There is an ongoing discussion about which input representation is best suited for deep learning in MIR. For speech, it seems the decision for Mel spectrograms (or MFCCs) has been made. For audio and music, it is not decided yet. However, perceptually-motivated compression, like it is the case in Mel, is conceptually intriguing, and perception-driven compression also works well, for example, in MP3 compression. Recently, Mel has even been used for audio generation, and it seems that the low resolution in the high frequencies is not a show-stopper, especially when the spectrogram-inversion is done smartly. Of course, we are losing information with Mel spectrograms. Still, the high resolution in the perceptually critical bands works well for many tasks, and it is remarkable how other representations, like those from a CQT, sometimes lead to much worse results. Of course, when we have enough model capacity, and we want to preserve high-frequency content, using high-resolution FFT or the time-domain of signals directly may be preferable. But if memory- and computation-efficiency is a factor, Mel spectrograms are definitely a good trade-off between compression and preservation of perceptually relevant frequency content.
Compared to other domains, where users readily provide a lot of data, or where the commercial interest is higher, labeled data in MIR is often rare, particularly when it comes to specific, musicological tasks. For example, for years, the MIREX task “repeated section discovery” is performed on only a handful of pieces. In addition, there are some legal problems in Europe when training ML-models on copyright-protected music - a situation that also prevents us from taking a big data approach. On the other hand, I think in academic research a lot of ideas can also be demonstrated on less data, and there exists a line of research concerned with weakly-labeled data, as well as bootstrapping approaches, like student/teacher training, and multi-modality, where different modes “label each other”. Of course, we often need a critical mass of data to make some models work at all, but it is the question if simply scaling them up is always a valuable scientific contribution. I am convinced that more compact (but still highly general) models that can learn from fewer data can be considered more “intelligent”, and there is still enough room for creative solutions towards that goal.

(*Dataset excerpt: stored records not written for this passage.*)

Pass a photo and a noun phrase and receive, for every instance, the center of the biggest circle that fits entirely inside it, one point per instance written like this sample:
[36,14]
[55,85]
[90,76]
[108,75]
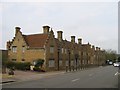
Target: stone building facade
[56,52]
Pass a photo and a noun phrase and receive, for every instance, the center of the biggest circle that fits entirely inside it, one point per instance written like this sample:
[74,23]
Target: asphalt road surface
[99,77]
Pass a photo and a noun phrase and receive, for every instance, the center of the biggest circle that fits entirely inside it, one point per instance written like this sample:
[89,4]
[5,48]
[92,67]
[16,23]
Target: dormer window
[14,49]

Well, I find it not very fascinating to simply use a novel architecture from, for example, the image domain, and apply it to audio to improve the state-of-the-art by a few percentage points. Also, the competition is high for such approaches, and I find it more comfortable to occupy a niche. I think it is essential to understand your task very well and also to draw some inspiration from how humans perform the task. Then models can be designed or adapted accordingly, not by introducing much prior knowledge, but by enabling them to learn what they ought to themselves. It is always a trade-off between the risks involved in breaking new ground and the comfortable certainties when choosing more conventional methods. But taking no risks at all is not very valuable for both the researcher and the scientific community.

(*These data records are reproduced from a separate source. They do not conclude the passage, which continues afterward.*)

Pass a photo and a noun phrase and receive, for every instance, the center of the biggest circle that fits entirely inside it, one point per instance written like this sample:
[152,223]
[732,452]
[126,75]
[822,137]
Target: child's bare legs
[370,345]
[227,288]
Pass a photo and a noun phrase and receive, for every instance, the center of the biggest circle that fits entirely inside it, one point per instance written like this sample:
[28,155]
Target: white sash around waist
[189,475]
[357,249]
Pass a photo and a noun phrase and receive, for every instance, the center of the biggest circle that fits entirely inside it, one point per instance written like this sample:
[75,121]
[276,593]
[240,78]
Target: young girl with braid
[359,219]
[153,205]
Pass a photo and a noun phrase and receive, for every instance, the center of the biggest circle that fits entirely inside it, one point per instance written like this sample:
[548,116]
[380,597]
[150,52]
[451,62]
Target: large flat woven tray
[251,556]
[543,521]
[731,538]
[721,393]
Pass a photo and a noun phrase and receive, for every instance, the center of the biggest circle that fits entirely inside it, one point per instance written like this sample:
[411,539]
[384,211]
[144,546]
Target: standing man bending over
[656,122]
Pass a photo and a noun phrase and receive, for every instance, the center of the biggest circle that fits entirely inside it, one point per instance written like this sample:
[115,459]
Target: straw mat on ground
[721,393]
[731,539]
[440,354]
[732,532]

People tend to mystify music creation and also defend it as one of the last resorts of human ingenuity. I think that is primarily the case because we still understand too little about the listening process. There is, in fact, no good model of a listener yet, which could act as a cost function for music creation. Since I am working on music creation, I, therefore, focus a lot on these listening mechanisms, which changes how I listen to music myself. But also in music creation, having some theories about why some structural organizations work better than others, can help me a lot. Having said that, I can still enjoy music without having to analyze it continuously, but it is nice to have some theories about why things work well in case I wonder.